Following a famously difficult planting season in the U.S., the USDA June Acreage Report showed a surprising increase in corn acres planted year-over-year, up 3% compared to June 2018. This contradicts the USDA’s WASDE from June 11, which reduced the estimated corn acres planted from 92.8 million to 89.8 million and the crop yield per acre from 176 bushels to 166 bushels. The June Acreage Report re-estimated corn acreage planted at 91.7 million, almost returning to levels predicted in the March Acreage Report.
Data shows that most states in the “corn belt” remained flat year-over-year in June or showed increases compared to last year: notable examples include Kansas up 8%, Nebraska up 4%, Iowa up 3%, and Minnesota up 1%. Though some strong corn states’ acreage suffered from the weather (South Dakota down 9%), decreases in corn acreage planted came mostly from states without traditional corn economies: notable examples include Florida down 20%, Idaho down 6%, and New Mexico down 11%.
Soybeans faired far worse than corn in the June Acreage Report, with acreage down 10% year-over-year and down 5% compared to March 2019. This brings soybean acres to their lowest point since 2013.
Data shows decreases in soybean acreage across all soybean producing states, with high-production states and low-production states performing equally poorly. Notable examples include: North Dakota down 14%, South Dakota down 22%, Indiana down 11%, and Iowa down 9%.
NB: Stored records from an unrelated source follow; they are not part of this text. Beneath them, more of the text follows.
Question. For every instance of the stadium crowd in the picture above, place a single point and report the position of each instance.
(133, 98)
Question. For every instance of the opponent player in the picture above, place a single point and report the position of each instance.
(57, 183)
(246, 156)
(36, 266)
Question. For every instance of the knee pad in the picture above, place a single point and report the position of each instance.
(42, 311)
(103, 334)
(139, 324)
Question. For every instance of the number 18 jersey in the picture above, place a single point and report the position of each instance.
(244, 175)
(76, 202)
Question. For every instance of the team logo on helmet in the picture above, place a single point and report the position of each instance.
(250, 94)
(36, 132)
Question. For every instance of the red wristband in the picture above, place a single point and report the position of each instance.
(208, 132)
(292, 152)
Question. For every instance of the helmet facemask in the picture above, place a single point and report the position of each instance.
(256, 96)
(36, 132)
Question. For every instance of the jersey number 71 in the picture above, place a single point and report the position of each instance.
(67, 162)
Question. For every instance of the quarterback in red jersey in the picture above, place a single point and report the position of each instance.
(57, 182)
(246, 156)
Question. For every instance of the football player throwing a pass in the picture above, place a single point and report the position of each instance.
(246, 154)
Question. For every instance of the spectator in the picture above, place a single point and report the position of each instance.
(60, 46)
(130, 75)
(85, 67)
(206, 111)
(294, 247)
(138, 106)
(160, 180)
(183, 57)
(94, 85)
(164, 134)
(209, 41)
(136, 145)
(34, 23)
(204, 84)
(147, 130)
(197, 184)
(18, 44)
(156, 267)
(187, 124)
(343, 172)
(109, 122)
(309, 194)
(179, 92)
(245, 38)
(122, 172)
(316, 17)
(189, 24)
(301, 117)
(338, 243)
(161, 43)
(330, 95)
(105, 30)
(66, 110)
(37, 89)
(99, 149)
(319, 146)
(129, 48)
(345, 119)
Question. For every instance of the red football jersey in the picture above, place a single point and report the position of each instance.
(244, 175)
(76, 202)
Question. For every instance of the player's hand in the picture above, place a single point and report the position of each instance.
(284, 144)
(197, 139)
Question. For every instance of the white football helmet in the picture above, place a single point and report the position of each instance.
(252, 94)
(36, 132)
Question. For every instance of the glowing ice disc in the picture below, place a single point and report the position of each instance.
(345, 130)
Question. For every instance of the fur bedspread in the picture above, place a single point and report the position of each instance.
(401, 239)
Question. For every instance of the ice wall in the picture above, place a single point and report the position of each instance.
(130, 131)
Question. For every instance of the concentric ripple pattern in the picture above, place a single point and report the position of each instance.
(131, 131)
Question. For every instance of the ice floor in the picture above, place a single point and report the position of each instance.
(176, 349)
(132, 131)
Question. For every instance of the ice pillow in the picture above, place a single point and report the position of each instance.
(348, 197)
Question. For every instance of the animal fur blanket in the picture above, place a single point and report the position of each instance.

USDA Plans Reinterview Process
Following the release of the June Acreage Report by the USDA, corn futures fell by 19 cents and represented a $2.6 billion reduction in the value of new-crop corn. The USDA indicted that 83% of the intended corn acreage had been planted by the time of the survey, far below the 10-year average.
In order to provide a more accurate estimate of the crop size and planted area, USDA announced that it will resurvey farmers in advance of the August 12 Crop Production report. Farmers in 14 states will be reinterviewed to determine their planted area of corn, soybeans and sorghum.